We had one once, they turn into dogs. Ours was raised with a basset hound. She would run rabbits with the dog, and she even liked to ride in the back of the truck.I would have to put her in the house when I left for work or she would chase me.It is better that she likes the couch over your lap. Having a 120 pound doe try to get in your lap while watching tv is uncomfortable.


----------



## hogtrap44 (Dec 27, 2009)

L.I.B, don't that just take the cake.


----------



## 24point (Dec 28, 2009)

I would like to get a doe for a pet. How do I do that legally. I know nothing about it


----------



## huntindawg (Dec 28, 2009)

24point said:


> I would like to get a doe for a pet. How do I do that legally.

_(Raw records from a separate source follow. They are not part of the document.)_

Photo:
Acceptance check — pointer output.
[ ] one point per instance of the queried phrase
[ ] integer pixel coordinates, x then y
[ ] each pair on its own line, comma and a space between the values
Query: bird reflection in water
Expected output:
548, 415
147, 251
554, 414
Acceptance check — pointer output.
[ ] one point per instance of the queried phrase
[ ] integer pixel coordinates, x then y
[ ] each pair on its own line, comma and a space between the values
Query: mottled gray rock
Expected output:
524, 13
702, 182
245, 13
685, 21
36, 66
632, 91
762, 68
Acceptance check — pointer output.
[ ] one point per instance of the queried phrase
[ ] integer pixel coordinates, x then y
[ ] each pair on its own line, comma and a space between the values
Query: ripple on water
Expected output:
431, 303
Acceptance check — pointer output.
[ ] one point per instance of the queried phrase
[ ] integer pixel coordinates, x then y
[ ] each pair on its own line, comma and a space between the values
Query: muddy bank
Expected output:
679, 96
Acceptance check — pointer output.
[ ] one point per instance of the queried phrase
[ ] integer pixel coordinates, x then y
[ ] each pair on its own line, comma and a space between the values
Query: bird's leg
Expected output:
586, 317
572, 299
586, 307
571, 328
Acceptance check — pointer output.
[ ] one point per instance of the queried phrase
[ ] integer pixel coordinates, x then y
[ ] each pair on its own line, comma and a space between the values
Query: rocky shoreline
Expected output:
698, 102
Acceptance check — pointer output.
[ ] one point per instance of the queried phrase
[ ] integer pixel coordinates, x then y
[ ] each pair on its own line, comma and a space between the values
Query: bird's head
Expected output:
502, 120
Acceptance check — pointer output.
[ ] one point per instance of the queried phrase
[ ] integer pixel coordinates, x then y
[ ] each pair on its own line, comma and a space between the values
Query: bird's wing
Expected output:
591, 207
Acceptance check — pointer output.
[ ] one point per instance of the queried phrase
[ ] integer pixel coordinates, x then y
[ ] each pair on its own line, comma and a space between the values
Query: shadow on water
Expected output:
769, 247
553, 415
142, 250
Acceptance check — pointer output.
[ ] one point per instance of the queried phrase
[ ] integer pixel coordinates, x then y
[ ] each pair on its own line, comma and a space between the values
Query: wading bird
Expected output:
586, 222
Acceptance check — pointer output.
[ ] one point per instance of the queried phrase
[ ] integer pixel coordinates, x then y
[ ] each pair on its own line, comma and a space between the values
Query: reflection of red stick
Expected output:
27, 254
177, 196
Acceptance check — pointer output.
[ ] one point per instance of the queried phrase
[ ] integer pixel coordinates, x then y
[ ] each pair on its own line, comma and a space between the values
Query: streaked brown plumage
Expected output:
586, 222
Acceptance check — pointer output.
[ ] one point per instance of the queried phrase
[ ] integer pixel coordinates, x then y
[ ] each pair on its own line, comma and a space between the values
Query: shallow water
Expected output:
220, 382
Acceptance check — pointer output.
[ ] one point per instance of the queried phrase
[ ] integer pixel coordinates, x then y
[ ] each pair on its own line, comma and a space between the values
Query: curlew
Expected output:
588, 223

I know nothing about it



You don't


----------



## tri-county deer farm (Dec 28, 2009)

*legal pet deer*

in ohio it is very simple to get pet deer...put up an 8 foot game fence and call game warden,he comes out and checks to see if wild deer can get in or tame deer can get out.pay the $25.00 fee for pet deer permit or $40.00 fee for breeding permit to breed deer to sell...then buy a deer or two from a deer farm.some deer are not cheap,some deer are not tame,deer here are pretty tame.they love treats.
  my fenced in area is 660 feet and i am ready to add a 440 foot pen on the back.i have 8 deer,5 adult does,1 doe fawn and 2 buck fawns...
  check game laws for a permit in your state,there are deer farms everywhere in the USA...


----------



## Hammack (Dec 28, 2009)

I can tell you from my experience that the does are one thing, but you do not want a buck for a pet.  When I was in college we had a deer pen, and the bucks got straight crazy during the rut.  Other times of the year they were fine, but when the rut hit look out!  They will hurt you regardless of how tame they may seem the rest of the year.


----------



## 24point (Dec 29, 2009)

Hammack said:


> I can tell you from my experience that the does are one thing, but you do not want a buck for a pet.  When I was in college we had a deer pen, and the bucks got straight crazy during the rut.  Other times of the year they were fine, but when the rut hit look out!  They will hurt you regardless of how tame they may seem the rest of the year.



That's why I want a doe


----------



## tri-county deer farm (Dec 29, 2009)

*pet deer*

hammack you are somewhat on track about the bucks,but you must go back to a buck fawns birth,they must stay with their mother for 24 hours to get "rich" milk(as all deer fawns should).when you take a buck fawn away from it's mother and bottle feed it is when you will have the problem.it grows up depending on humans to feed it.the buck fawn becomes not afraid of humans at all,then when it grows up and comes into the breeding period it has no fear of humans at all and will then turn on you as breeding cycle heats up,they treat you as another buck.first sparring to feel you out then as the breeding season comes in the buck will try to take you out of the picture.i was at Al Glick's Deer Hill and he has a bottle fed buck,that buck is 2 1/2 years old and pretty playtful until time to breed.i had a hold of his antlers in early september,i am a strong man around 200 lbs,even in this friendly playful act i could feel power i have never felt from a man coming from this buck(that put fear into me),he was also around 200lbs.Al pushed him away and offered him to sell to me,i told him no way.there was a ohio deer farmer that got pinned down by a buck in his pen,he somehow got away and lived to tell about it...
  my buck fawns where not bottle fed,they are what i call tame,i cannot pet them as i can pet two of my does,the buck fawns get close but still fear me.some penned deer are wild and not so friendly(they fear humans).
   DO NOT bottle feed a buck fawn!!!unless you want to cut off his rack every year...
   i live in the woods,i live with deer.i live the dream of most deer hunters(all hunters).does my wife mind???i threw her out years ago!!!


----------



## robbie the deer hunter (Dec 29, 2009)

*very smart man*

very smart man in more ways than one!!!!!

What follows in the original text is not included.